I revel in the child’s perspective of Carnatic music: Eero Hämeenniemi

This Finnish composer is a regular at Chennai’s December music season

February 17, 2018 04:22 pm | Updated February 18, 2018 09:18 pm IST

 Eero Hämeenniemi with a piano owned by Franz Liszt, renowned pianist-composer of the 19th century.

Eero Hämeenniemi with a piano owned by Franz Liszt, renowned pianist-composer of the 19th century.

About 26 years ago, I received a letter from the Indian Council for Cultural Relations (ICCR) saying that a noted music composer from Finland was visiting Madras and had asked for a meeting with me. The said composer, Eero Hämeenniemi, had done some research on people active in the field of culture in the then Madras. Twenty-six years later, I found myself listening to his life story while lazing on a bench in Piazza del Popolo in Rome, eating overpriced gelato. Seated by the great obelisk, we talked about Tamil literature and Carnatic music. Hämeenniemi was recently in Chennai for his 26th music season. Excerpts from our conversations in Rome and Chennai:

How did India happen to a Finn?

Karlheinz Stockhausen, an important German composer of the 20th and early 21st centuries, had written an open letter to the youth of the world, urging them to think spiritual.

In the little town of Valkeakoski in Finland, as a 17-year-old then, I was inspired enough to write to him and pleasantly surprised to receive a reply. The letter contained an advice. “Read The Life Divine by Sri Aurobindo.” Our library did not have a copy of the book. It did a nationwide search and found a copy in the library of the Swedish university in Turku. They agreed to lend the book for three weeks. I skipped school and stayed in bed for three weeks, struggling through every word, using an English–Finnish dictionary.
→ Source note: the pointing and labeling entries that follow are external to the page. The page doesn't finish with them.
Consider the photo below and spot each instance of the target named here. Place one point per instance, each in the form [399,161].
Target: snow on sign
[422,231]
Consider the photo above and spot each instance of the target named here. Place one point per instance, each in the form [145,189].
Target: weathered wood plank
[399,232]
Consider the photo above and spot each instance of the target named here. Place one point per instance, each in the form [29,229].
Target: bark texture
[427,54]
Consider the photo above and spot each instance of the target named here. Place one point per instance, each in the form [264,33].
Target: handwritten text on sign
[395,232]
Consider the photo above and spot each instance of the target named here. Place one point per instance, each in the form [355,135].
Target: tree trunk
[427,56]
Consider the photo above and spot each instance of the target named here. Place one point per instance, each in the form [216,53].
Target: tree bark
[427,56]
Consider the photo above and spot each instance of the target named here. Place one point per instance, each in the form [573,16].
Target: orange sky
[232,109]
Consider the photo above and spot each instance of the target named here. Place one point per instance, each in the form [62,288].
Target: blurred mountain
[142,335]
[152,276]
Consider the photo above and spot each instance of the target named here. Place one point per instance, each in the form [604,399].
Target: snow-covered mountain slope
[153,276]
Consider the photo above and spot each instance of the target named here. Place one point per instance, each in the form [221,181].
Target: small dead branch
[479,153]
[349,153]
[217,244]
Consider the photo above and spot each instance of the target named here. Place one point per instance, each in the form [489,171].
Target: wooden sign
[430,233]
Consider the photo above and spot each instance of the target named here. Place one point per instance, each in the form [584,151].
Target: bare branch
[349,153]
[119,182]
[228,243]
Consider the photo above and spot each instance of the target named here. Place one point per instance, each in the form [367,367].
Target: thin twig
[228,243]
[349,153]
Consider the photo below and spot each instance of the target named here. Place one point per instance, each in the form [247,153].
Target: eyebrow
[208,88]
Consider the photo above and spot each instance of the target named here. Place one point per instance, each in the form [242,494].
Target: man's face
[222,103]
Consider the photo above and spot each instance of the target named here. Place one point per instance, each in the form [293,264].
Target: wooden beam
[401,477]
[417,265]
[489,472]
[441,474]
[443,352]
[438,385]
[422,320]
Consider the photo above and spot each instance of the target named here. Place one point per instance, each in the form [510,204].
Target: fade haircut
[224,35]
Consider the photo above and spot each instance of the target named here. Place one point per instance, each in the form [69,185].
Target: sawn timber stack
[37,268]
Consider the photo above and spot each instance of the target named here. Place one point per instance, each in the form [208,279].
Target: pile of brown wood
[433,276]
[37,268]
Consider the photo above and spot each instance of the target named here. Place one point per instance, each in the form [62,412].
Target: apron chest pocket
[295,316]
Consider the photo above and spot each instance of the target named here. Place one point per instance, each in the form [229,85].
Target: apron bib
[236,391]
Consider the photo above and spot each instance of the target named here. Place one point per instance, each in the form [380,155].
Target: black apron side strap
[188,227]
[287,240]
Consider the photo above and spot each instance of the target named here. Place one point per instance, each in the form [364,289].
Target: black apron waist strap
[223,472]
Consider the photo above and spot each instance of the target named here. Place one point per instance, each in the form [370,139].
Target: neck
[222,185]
After school, I joined Sibelius Academy to study basic Sanskrit and musicology. My first visit to India was as a tourist in the Agra-Jaipur-Delhi-Kolkata-Kathmandu circuit. I went back, took up a two-year study of Hindi and came on my own to Delhi in 1986 and 1988.
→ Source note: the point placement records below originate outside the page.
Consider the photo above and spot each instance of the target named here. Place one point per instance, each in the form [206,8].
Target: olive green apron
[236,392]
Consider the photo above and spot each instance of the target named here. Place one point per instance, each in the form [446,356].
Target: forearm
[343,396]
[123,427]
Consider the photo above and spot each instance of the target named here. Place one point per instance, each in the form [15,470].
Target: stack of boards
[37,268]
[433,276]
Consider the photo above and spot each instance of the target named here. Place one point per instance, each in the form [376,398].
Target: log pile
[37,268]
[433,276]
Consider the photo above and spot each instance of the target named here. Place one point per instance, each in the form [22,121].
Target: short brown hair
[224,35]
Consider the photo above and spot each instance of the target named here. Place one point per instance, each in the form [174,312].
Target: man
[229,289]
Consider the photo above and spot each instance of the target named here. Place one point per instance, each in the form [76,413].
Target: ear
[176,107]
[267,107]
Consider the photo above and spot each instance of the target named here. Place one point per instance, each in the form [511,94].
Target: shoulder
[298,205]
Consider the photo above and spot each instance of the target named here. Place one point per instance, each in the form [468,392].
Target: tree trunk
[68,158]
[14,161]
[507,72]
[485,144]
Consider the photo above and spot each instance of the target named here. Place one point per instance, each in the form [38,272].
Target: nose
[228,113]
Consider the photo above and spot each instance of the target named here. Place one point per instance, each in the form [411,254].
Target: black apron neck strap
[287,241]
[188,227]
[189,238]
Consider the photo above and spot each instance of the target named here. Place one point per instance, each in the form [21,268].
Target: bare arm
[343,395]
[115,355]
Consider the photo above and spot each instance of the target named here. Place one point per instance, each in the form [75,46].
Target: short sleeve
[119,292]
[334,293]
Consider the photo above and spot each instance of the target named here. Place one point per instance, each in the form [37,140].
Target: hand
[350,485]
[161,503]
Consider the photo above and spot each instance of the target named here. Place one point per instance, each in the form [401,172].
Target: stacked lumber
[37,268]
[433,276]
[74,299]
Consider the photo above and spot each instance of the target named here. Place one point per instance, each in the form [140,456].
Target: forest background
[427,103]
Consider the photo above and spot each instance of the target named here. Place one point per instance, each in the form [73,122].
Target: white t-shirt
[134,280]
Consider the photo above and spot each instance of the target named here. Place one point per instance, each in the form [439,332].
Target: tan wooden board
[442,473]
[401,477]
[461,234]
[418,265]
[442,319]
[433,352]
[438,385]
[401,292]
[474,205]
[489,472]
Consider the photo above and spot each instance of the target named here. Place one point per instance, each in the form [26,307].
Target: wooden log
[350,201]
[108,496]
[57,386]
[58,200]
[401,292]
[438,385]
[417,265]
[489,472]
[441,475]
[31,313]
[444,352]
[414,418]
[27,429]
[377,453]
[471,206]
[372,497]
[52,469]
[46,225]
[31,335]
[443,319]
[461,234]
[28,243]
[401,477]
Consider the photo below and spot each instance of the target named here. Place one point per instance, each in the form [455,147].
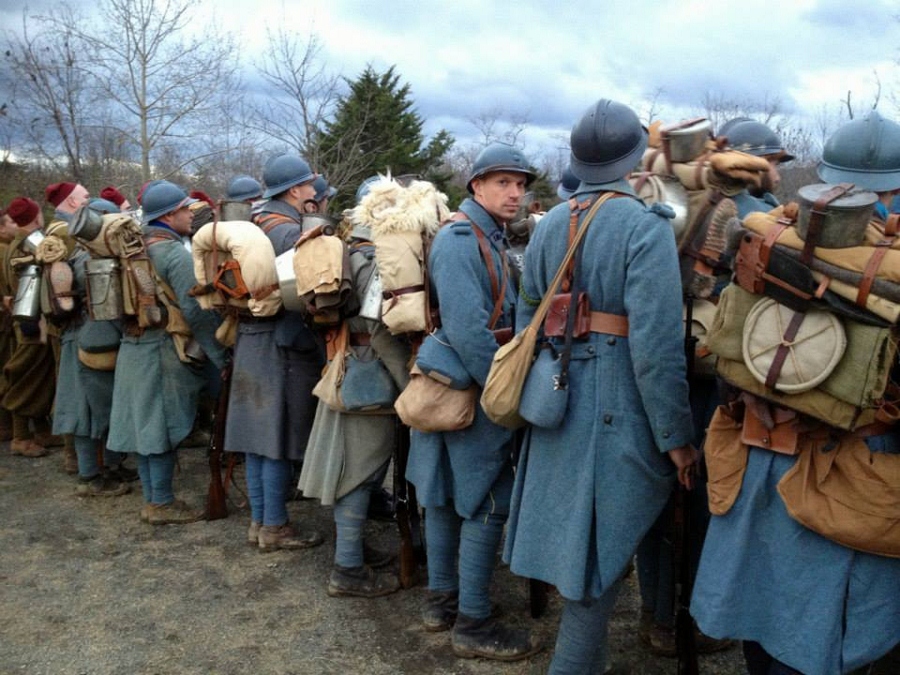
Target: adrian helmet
[607,142]
[242,188]
[865,152]
[500,157]
[284,172]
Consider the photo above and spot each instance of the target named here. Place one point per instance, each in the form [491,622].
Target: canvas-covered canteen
[120,237]
[234,264]
[402,219]
[685,168]
[842,382]
[865,273]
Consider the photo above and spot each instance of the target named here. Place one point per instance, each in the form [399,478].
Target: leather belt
[360,339]
[611,324]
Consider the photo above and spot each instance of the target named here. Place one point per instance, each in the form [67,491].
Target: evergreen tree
[375,129]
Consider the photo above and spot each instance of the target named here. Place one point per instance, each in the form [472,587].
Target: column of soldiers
[575,503]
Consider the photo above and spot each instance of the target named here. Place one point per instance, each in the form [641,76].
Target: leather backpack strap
[872,267]
[781,353]
[498,287]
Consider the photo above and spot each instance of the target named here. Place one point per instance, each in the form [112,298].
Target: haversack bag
[544,401]
[502,393]
[367,386]
[428,405]
[848,494]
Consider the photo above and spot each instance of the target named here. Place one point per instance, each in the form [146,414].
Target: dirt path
[86,588]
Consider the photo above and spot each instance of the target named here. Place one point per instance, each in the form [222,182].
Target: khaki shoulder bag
[503,387]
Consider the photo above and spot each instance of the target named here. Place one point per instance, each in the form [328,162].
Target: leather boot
[490,639]
[439,613]
[361,582]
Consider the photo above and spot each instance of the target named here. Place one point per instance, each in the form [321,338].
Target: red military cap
[23,210]
[57,192]
[110,193]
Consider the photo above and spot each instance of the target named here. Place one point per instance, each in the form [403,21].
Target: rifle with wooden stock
[406,510]
[216,496]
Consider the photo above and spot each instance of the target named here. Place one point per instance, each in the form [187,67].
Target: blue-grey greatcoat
[586,492]
[747,203]
[155,394]
[347,450]
[813,604]
[83,395]
[462,466]
[277,362]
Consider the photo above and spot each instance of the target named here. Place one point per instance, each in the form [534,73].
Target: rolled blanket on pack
[250,247]
[853,258]
[859,379]
[883,288]
[322,271]
[120,236]
[882,307]
[692,175]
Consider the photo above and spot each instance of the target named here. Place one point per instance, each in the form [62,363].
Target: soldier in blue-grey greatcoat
[463,478]
[802,603]
[586,492]
[155,393]
[84,394]
[277,362]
How did you fall in love with South India?

In 1991, I got an opportunity to come to Madras. My hosts, ICCR, had planned a countrywide tour for me. But I decided to stay in Madras, attend concerts during the music season and meet musicians. I have been coming every year since then.

What attracts you to Carnatic music? How did you imagine symphony orchestra and Carnatic music going together?

I am a trained musician and composer in European classical music. That means I have some knowledge of how a symphony works and how notes are put together. It becomes difficult when one has done that for a long time to have the freshness of a child while listening to familiar music. I am interested in the spontaneity of music-making and my contact with Carnatic music has acted as a sort of stimulus for unlearning. I don’t have a specialist’s point of view on Carnatic music. I revel in the child’s perspective of this music.

Carnatic music has developed certain procedures of using, developing and refining musical material. They are quite different from what we have in the West. I have allowed myself to be influenced by the structuring of music not typical to European music.

How do musical collaborations happen?

I am fascinated by musicians. I am fascinated, in particular, by the fact that each musician is different from the other. All great musicians are extremely good at one thing and nobody is extremely good at everything. After having worked with a whole lot of competent European classical and jazz musicians, it is fascinating to find musicians in India who are extremely good in a completely different way. Therefore, as a composer, I find it rewarding to work with the two genres of music to try and find a way of letting everybody be themselves instead of putting them in inconvenient positions. My challenge as a composer is to make this coming together a unified thing.

I had heard about mridangam maestro Mani Sir (Karaikudi Mani) by chance. I convinced the Helsinki Philharmonic to commission a piece that I wrote in Finland, and Mani Sir and his fantastic Sruthi Laya group played with the Philharmonic. I always get inspired in India and work in Finland.

I met Bombay Jayashri with her guru Lalgudi Jayaraman at K.S. Subramanian’s Brhaddhvani, and composed ‘Red Earth and Rain’. My Tamil was by then good enough for me to translate Sangam poems to Finnish. Bombay Jayashri sang a group of five songs from the Kurunthogai with the Helsinki Philharmonic at the Helsinki festival. There were collaborations with dancers too. Daksha Seth, Mallika Sarabhai and Priyadarsini Govind have choreographed my music and performed them.

I also followed it up with a collaboration with the flute maestro Shashank, who is a virtuoso musician with fantastic imagination, musical depth and a certain freshness. I found a string quartet by equally virtuosic musicians and put them together. That particular work is called ‘Priya’. It is quite an energetic piece.

Does writing books come naturally to a composer? (Hämeenniemi is now working on his next book on meditative music.)

The books on India have become popular in Finland because they tell nice stories about India against the grim tales that keep coming up on TV.

The writer is a cultural activist and Gandhi scholar.